Question

An isolated and charged spherical soap bubble has a radius ‘r’ and the pressure inside is atmospheric. If ‘T’ is the surface tension of soap solution, then the charge on the drop is?
(A) $2\sqrt{\dfrac{2rT}{{{\varepsilon }_{0}}}}$
(B) $8\pi r\sqrt{2rT{{\varepsilon }_{0}}}$
(C) $8\pi r\sqrt{rT{{\varepsilon }_{0}}}$
(D) $8\pi r\sqrt{\dfrac{2rT}{{{\varepsilon }_{0}}}}$

Answer 1

The charge is isolated and so it will produce an electric field around itself and it will extend to a large region depending upon the magnitude of the charge. The radius of the soap bubble is mentioned. The surface tension we know is defined as the tendency of the liquid surfaces to shrink as to minimize the surface area and as such the radius tends to decrease.

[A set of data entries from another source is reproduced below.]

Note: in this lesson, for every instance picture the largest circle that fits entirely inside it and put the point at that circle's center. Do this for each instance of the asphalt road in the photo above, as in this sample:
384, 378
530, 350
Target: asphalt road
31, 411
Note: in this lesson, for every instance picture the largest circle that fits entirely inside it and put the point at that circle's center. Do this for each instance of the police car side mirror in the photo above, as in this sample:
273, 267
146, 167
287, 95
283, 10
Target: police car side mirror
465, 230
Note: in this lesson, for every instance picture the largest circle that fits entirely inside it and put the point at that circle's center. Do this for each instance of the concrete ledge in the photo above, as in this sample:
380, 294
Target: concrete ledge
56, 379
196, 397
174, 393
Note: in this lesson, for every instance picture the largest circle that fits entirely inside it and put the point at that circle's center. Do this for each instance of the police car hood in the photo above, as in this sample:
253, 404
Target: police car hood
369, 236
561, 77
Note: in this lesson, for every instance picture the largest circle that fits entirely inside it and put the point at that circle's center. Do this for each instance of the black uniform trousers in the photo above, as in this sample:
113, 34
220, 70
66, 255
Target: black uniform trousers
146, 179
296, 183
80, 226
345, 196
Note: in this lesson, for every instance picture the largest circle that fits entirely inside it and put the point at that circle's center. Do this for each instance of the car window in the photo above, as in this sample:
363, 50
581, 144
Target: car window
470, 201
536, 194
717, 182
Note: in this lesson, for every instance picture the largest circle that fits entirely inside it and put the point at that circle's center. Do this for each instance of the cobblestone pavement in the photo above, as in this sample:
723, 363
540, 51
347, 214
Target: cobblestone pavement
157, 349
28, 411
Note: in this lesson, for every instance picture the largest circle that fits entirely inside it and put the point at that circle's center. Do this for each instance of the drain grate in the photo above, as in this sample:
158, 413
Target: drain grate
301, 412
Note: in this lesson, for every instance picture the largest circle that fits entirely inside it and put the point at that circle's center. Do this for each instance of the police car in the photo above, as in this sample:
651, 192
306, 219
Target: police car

Complete step by step answer:
Now inside the soap bubble the pressure must be greater than $\dfrac{4T}{r}$ the outside pressure for the bubble to exist. Now this excess pressure will come at the expense of some external agent and that agent here is the charge. So, the excess pressure here is provided by the charge on the bubble.
$\dfrac{4T}{r}=\dfrac{{{\rho }^{2}}}{2{{\varepsilon }_{0}}}$
where $\rho$ is the charge density of the soap bubble, ${{\varepsilon }_{0}}$ is the permittivity of the free space, ‘T’ is the surface tension of soap solution.
But we know that the surface is spherical and so charge density in terms of charge can be written as: $\rho =\dfrac{Q}{4\pi {{r}^{2}}}$, where r is the radius and Q is the charge. Thus,
$\dfrac{4T}{r}=\dfrac{{{\rho }^{2}}}{2{{\varepsilon }_{0}}}$
$\Rightarrow \dfrac{4T}{r}=\dfrac{{{Q}^{2}}}{2{{\varepsilon }_{0}}\times 16{{\pi }^{2}}{{r}^{2}}}$
$\Rightarrow {{Q}^{2}}=\dfrac{4\times 2\times 16T{{\varepsilon }_{0}}\times {{\pi }^{2}}{{r}^{2}}}{r}$
$\therefore Q=8\pi r\sqrt{2rT{{\varepsilon }_{0}}}$

So, the correct option comes out to be B.

Note: The origin of the surface tension lies within the cohesive forces between liquid molecules which are responsible for the phenomenon of surface tension. The molecules at the surface do not have other like molecules on all sides of them and thus they cohere more strongly to those directly associated with them on the surface. Because of this a surface "film" which makes it more difficult to move an object through the surface than to move it when it is completely submersed.